Her ailede uyulması gereken kurallar vardır. Ne var ki, bu kurallar bilinç düzeyinde kolaylıkla ifade edilemez. Nasıl ki, dilbilimci olmayan biri Türkçeyi mükemmel konuştuğu halde Türkçenin gramer kurallarını açık seçik söylemezse, aile içindeki kişiler de aile içinde neyin uygun ya da uygunsuz olduğunu bilirler. Ne var ki bu değerlendirmelerin altında yatan kuralları söyleyemezler. Sağlıklı ailede kurallar gizli değil açık ve seçik ortadadır. Eşler aralarındaki farkları saklayamazlar. Her ikisi de birbirlerinin farklı yönlerini bilir, farklılığı nedeniyle biri diğerine üstünlük iddia etmez. Her ikisi de farklı ama eşit olduklarının bilincindedir. Sağlıklı ailede eşler arasında çatışma olmaz mı? Olur. Eşler arasında çatışma olmayan sağlıklı aile enderdir. Ailede büyük bir olasılıkla, kişiler birbirlerine gerçekte olduğu gibi görünmüyor, sosyal maskeler takarak etkileşimde bulunuyorlardır. Maskeler takarak birbirleriyle iletişim kuran aile sağlıklı aile değildir.

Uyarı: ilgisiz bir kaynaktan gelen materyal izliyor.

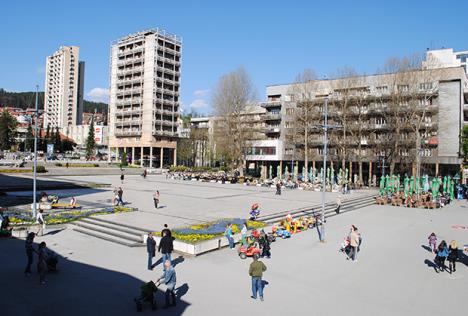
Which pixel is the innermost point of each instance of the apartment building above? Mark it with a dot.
(64, 83)
(369, 108)
(144, 97)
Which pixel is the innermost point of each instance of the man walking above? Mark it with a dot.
(29, 252)
(166, 245)
(151, 249)
(169, 279)
(256, 272)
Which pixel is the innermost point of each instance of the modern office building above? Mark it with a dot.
(63, 104)
(144, 97)
(369, 109)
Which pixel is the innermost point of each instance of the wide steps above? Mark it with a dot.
(110, 231)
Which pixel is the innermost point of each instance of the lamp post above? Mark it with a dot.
(34, 208)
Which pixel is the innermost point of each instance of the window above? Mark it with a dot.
(403, 88)
(425, 86)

Çatışma, uzun süreli ilişki içinde olan kişiler arasında doğal olarak ortaya çıkar. Önemli olan çatışmanın çıkmasını önlemek değil, çatışma çıktığı zaman kişilerin birbirleriyle nasıl etkileşim kuracağını bilmesidir. Aralarında çıkan çatışmayı, birbirlerini kırmadan çözebilme becerisini gösteren çiftler sağlıklı bir aile kurar. Eşler ortaya çıkan bir çatışmayı çözmeye girişmeden önce bu çatışmayı çözmede kullanılacak kurallar üzerinde anlaşmaya varmak zorundadır. Bu tür kuralların gelişmesi zaman alır; ne var ki, bu kuralları saptırmadan çatışma konusunda etkin ve sağlıklı iletişim kurma olanağı azalır.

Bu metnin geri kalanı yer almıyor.